Dysfunction in Montesquieu’s Paradigm

The independent judiciary has come to be viewed as sacrosanct among Western-style democracies, especially those in presidential systems based on true separation of powers and in those parliamentary systems where the power of constitutional review has been wrested from the legislature and vested in the courts. However, that perspective is far from universal; consider for example the cases of the United Kingdom and Israel where parliamentary sovereignty is unchallenged.

The recent abuse of power by the Egyptian judiciary, whose antipathy for the Arab Spring revolution and continuing ties to the Mubarak dictatorship let it to attempt to scuttle resulting democratic reforms, highlights the need for political scientists interested in the political engineering of functional sociopolitical institutions to more carefully consider the proper role of the courts in the governmental process. The issue has been crucial in the United States since the adoption of the critically flawed Constitution of 1787 which virtually ignored the issue of constitutional interpretation, a flaw that inevitably led to the US Civil War and which has never been fully corrected.

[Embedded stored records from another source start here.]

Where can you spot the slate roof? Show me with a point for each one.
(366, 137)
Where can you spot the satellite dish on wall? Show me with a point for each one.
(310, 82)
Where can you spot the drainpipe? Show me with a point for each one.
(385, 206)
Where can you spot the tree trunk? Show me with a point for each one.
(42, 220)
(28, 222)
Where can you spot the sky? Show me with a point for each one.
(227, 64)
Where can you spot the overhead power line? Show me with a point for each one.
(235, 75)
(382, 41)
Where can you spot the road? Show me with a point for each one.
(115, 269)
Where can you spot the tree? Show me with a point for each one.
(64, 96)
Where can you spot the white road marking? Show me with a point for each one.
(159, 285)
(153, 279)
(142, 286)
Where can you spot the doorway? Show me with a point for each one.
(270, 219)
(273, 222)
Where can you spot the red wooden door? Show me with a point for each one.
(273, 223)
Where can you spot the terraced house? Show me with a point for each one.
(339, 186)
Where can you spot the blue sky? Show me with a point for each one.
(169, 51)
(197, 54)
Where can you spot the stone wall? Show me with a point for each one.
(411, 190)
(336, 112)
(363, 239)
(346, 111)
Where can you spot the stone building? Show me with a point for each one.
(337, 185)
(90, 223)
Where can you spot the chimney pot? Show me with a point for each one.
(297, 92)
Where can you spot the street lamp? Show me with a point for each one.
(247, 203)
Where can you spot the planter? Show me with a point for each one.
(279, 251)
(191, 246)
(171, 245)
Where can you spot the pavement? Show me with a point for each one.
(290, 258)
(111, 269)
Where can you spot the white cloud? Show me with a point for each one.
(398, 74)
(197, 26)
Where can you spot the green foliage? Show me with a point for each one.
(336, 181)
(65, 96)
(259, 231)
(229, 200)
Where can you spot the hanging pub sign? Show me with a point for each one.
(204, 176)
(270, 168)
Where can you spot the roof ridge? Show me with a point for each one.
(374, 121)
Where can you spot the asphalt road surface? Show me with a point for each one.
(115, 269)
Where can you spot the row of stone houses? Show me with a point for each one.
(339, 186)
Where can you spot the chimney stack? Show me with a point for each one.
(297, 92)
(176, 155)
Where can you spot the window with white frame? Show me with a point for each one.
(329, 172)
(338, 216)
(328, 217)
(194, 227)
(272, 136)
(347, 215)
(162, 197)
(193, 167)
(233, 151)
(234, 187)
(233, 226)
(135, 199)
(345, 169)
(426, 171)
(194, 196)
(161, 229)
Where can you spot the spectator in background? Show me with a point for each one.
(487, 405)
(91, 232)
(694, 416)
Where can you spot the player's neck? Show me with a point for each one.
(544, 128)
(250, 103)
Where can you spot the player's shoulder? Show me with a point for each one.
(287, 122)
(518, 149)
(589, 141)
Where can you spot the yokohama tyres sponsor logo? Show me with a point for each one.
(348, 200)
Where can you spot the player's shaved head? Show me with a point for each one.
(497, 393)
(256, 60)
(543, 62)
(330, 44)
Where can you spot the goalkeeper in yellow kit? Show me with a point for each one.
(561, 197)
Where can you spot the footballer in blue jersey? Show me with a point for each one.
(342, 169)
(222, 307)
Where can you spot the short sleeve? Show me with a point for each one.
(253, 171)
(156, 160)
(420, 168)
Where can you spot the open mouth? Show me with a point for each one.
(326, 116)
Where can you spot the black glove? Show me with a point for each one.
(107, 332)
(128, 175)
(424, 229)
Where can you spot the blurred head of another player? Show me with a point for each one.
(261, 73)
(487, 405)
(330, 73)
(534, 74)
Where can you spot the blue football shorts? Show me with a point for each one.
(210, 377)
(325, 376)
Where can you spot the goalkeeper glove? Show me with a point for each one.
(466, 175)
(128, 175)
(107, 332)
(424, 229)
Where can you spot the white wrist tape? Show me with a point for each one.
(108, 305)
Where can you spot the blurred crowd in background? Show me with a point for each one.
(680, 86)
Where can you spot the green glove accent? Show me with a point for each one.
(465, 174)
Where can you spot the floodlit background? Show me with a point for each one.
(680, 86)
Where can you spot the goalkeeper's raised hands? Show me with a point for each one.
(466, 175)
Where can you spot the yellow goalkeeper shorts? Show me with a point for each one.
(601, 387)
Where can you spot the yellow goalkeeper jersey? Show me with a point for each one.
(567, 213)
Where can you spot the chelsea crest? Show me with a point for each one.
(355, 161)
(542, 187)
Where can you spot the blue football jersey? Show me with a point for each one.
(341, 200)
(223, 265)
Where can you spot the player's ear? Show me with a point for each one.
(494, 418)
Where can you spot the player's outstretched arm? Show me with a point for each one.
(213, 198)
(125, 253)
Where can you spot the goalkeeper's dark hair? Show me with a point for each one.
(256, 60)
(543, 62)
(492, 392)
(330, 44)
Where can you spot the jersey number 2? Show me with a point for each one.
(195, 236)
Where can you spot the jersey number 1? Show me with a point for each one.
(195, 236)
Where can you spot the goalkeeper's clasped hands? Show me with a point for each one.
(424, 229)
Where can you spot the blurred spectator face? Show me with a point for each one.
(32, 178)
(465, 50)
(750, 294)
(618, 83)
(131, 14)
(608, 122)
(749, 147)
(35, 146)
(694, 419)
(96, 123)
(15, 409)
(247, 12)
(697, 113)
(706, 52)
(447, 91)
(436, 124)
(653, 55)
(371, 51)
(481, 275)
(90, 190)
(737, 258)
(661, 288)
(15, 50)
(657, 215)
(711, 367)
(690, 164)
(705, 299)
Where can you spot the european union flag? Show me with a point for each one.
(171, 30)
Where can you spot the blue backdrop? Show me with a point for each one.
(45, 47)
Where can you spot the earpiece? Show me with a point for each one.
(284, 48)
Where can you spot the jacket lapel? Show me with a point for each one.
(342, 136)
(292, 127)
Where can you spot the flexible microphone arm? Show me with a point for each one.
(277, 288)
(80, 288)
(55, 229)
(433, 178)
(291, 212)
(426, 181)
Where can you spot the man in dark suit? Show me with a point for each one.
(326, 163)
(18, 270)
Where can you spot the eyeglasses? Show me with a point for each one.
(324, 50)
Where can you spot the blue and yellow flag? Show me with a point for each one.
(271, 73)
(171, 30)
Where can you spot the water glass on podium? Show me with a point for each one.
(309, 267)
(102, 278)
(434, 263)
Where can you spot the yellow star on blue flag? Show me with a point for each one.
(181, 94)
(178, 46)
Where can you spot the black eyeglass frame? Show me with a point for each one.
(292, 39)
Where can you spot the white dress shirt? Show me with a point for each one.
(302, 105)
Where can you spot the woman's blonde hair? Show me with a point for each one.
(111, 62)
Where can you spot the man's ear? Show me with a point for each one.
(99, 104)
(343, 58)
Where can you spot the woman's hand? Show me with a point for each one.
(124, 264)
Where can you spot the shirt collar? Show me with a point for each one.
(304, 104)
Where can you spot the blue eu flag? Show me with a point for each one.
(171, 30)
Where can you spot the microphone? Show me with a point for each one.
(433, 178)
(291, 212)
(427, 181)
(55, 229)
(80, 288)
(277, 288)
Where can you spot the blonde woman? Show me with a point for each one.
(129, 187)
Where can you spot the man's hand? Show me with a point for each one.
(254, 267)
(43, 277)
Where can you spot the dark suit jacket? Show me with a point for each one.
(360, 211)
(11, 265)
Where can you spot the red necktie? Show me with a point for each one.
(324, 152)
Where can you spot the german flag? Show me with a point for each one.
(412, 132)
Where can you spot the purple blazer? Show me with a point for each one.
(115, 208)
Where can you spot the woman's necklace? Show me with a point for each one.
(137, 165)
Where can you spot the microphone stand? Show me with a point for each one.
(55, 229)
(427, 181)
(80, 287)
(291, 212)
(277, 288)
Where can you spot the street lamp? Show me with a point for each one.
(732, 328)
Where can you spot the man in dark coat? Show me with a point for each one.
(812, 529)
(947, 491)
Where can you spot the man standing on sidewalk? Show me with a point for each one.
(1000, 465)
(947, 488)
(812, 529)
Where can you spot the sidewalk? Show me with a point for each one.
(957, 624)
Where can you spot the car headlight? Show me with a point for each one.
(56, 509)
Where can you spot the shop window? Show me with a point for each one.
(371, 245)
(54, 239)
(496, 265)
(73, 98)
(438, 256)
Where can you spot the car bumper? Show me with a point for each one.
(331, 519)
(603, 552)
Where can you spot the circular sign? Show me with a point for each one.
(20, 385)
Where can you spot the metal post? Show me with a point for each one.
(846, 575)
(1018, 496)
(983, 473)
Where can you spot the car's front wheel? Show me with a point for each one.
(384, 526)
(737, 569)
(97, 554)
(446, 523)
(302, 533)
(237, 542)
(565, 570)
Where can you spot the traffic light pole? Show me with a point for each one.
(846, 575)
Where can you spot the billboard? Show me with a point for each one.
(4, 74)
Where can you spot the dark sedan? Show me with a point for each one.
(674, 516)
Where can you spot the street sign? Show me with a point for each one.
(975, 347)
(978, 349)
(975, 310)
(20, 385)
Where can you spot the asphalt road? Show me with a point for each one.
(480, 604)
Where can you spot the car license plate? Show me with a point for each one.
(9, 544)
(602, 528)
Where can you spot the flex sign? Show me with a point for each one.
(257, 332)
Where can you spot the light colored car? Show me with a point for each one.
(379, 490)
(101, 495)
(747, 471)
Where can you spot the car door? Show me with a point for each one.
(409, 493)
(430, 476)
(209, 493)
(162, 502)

In many more modern democracies, both presidential and parliamentary, the issue has been addressed with the separation of governmental – related functions from those involving resolution of other social disputes and vesting them in one or more independent political institutions, particularly special constitutional courts and councils of state, the former charged with constitutional interpretation and the latter with inter – branch conflicts and political corruption.

Those concepts seem sound and particularly important in the context of the increasingly dysfunctional, over – politicized legislative and judicial branches in the United States, a situation that with the “right” president could easily lead to increasing usurpation of power by the executive branch resulting in defacto dictatorship; dictatorship not in the pejorative sense with which the term has come to be understood, but in the sense of the fusion of all aspects of political power in one man or one institution. Given the currently inept House of Representatives and Senate, and the aggressive, non – neutral judiciary whose members at every level are intrusively imposing their social agendas, meaningful discussion geared to institutional reform is essential if we are to avoid surrender of such political evolution to careless fate.

Nature abhors a vacuum as does politics, and that is a threat history has demonstrated time and again, but since we don’t study history but rather propagandist fiction labeled as history, that is one among many lessons we seem incapable of learning.

It’s time for many changes if we as a People are truly interested in controlling our own destinies.